Annual inflation accelerated to 27.6%, the fastest pace since January 2004, from 23.6% in April, Government Statistician Samuel Kobina Annim told reporters Wednesday in Accra, the capital. The headline inflation rate is more than double the upper ceiling of the central bank’s target band of 6% to 10% and has been above that range for nine months. Prices jumped 4.1% in the month.

Ghana’s central bank on May 23 raised its benchmark interest rate by 200 basis points to 19% — the highest since 2018 — to stem a steep increase in food and fuel prices triggered by Russia’s invasion of Ukraine. The aggressive hike followed similar moves by other emerging markets from Egypt to South Africa that are raising borrowing costs to rein in surging prices.

Food prices in Ghana climbed 30.1% from a year earlier, compared with a 26.6% increase in April.

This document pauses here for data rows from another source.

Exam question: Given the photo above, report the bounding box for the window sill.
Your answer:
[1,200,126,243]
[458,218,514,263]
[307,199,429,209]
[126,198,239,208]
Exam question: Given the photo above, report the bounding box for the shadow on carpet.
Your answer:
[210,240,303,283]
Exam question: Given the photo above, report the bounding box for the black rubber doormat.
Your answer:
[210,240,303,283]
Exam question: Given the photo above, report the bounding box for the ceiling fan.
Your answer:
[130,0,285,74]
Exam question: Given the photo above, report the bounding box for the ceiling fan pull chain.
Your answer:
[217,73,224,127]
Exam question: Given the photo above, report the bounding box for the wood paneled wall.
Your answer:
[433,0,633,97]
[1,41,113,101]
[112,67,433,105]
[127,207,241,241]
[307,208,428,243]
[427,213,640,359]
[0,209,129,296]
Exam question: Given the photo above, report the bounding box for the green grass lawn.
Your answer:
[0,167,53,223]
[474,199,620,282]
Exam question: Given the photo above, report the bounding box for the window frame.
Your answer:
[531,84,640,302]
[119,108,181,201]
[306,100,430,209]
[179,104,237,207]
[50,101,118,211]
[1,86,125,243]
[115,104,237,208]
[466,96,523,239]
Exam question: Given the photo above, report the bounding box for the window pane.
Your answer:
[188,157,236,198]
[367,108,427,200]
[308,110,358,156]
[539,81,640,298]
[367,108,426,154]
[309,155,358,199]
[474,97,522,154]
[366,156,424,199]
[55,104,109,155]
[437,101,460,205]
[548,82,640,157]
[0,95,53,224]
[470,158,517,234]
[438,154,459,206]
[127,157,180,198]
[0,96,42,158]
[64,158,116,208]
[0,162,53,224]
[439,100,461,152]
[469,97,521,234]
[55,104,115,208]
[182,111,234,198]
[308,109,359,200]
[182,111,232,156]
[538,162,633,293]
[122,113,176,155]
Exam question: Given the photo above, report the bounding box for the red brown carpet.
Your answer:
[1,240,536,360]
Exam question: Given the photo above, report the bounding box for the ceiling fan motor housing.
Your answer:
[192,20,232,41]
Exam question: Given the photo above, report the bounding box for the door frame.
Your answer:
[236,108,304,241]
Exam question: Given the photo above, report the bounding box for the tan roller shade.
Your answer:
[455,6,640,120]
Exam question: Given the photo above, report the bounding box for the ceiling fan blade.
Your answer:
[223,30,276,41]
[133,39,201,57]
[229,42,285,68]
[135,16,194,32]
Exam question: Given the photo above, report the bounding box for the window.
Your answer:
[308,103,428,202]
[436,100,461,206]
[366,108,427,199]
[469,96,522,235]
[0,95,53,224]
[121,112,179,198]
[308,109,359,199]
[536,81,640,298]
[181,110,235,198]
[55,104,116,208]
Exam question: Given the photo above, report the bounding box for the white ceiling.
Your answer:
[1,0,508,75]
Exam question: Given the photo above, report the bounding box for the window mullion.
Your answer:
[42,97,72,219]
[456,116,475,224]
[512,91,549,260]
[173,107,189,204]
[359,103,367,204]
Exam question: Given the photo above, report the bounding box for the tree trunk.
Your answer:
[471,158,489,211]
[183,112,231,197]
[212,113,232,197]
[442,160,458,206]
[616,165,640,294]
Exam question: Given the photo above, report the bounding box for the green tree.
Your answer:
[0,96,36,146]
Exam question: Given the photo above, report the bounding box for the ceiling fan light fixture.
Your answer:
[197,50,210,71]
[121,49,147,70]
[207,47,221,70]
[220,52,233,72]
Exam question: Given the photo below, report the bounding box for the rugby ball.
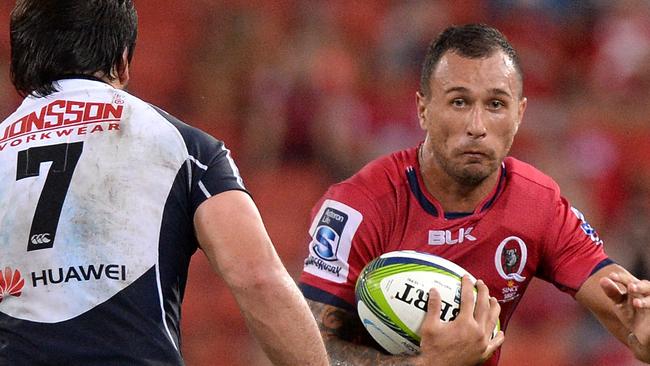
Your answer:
[355,250,498,355]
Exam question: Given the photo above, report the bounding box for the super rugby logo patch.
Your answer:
[312,208,348,261]
[304,200,362,283]
[571,207,603,245]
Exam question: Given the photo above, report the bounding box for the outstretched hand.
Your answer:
[414,276,503,366]
[600,271,650,362]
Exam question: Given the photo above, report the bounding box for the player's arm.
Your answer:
[306,298,419,365]
[194,190,328,366]
[306,277,503,366]
[576,263,650,363]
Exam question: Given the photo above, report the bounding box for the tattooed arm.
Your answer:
[307,277,504,366]
[307,299,419,366]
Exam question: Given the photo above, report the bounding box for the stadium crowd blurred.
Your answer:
[2,1,650,365]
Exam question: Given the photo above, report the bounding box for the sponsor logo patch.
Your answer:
[304,200,362,283]
[312,208,348,261]
[0,99,122,151]
[30,264,127,288]
[0,267,25,302]
[571,207,603,245]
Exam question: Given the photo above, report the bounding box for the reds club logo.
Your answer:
[494,237,528,303]
[494,236,527,282]
[0,267,25,302]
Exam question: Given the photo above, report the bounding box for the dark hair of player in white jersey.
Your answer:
[419,23,524,98]
[9,0,138,98]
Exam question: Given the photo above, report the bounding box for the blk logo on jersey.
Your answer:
[0,267,25,302]
[428,227,476,245]
[312,208,348,261]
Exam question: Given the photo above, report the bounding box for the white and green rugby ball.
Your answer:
[355,250,499,355]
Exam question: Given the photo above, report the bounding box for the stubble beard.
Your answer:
[434,150,499,187]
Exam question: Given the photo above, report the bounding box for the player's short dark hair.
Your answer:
[419,24,523,98]
[10,0,138,97]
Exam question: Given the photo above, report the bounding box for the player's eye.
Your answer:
[451,98,466,108]
[489,100,505,110]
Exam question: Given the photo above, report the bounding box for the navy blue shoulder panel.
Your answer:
[149,105,247,213]
[299,283,355,312]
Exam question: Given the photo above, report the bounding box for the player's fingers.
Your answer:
[608,270,639,286]
[629,280,650,309]
[629,282,650,309]
[422,287,442,330]
[600,276,627,304]
[481,330,505,362]
[458,275,476,320]
[490,330,505,348]
[632,297,650,309]
[629,280,650,296]
[485,296,501,336]
[473,279,490,324]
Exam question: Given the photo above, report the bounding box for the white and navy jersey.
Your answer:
[0,78,246,365]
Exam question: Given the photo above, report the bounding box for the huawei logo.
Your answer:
[0,267,25,302]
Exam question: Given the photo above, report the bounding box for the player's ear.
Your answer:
[416,91,428,130]
[515,96,527,131]
[116,48,131,87]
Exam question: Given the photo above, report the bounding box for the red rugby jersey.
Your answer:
[300,145,610,365]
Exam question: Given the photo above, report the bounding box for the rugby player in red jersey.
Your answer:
[300,24,650,366]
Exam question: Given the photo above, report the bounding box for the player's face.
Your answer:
[417,51,527,186]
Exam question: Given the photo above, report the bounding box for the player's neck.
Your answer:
[418,146,500,214]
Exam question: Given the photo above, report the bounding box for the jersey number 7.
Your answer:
[16,142,84,251]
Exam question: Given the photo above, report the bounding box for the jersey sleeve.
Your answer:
[150,105,247,216]
[537,195,611,296]
[185,136,247,214]
[299,182,387,309]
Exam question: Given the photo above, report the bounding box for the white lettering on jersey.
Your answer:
[304,200,362,284]
[428,227,476,245]
[0,80,188,323]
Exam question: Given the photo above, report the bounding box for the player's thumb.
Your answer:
[600,277,626,304]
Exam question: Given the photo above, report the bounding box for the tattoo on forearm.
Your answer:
[307,300,419,366]
[321,304,369,343]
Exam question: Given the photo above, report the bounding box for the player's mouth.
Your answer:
[460,150,489,161]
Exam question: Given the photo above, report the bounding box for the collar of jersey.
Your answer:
[25,77,115,102]
[407,149,507,219]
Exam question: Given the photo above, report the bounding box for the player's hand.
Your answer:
[414,276,504,366]
[600,272,650,362]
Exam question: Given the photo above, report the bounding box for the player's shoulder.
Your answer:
[148,104,221,148]
[504,156,561,198]
[121,92,227,159]
[334,147,416,198]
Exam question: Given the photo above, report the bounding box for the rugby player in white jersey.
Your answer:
[0,1,328,365]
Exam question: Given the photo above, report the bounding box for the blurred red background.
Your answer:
[2,1,650,365]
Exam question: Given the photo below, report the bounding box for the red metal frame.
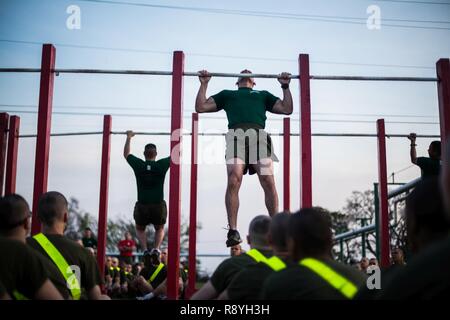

Non-food inflation accelerated to 25.7%, from 21.3% in the previous month, with transport costs surging 39%.

The introduction of a 1.5% tax on electronic payments, which was approved by parliament in late March to help the government reduce its budget deficit added to the inflationary pressures.

“The cost pressures continue to be strong in the month of May and with the impact of the E-levy,” Courage Martey, an economist with Accra-based Databank Group, said ahead of the release. “We expect inflation to rise above 24%. The high level of increases in energy prices will push annual inflation higher.”

Bank of Ghana Governor Ernest Addison has also warned that the inflation rate may climb further in the coming months, albeit at a slower pace.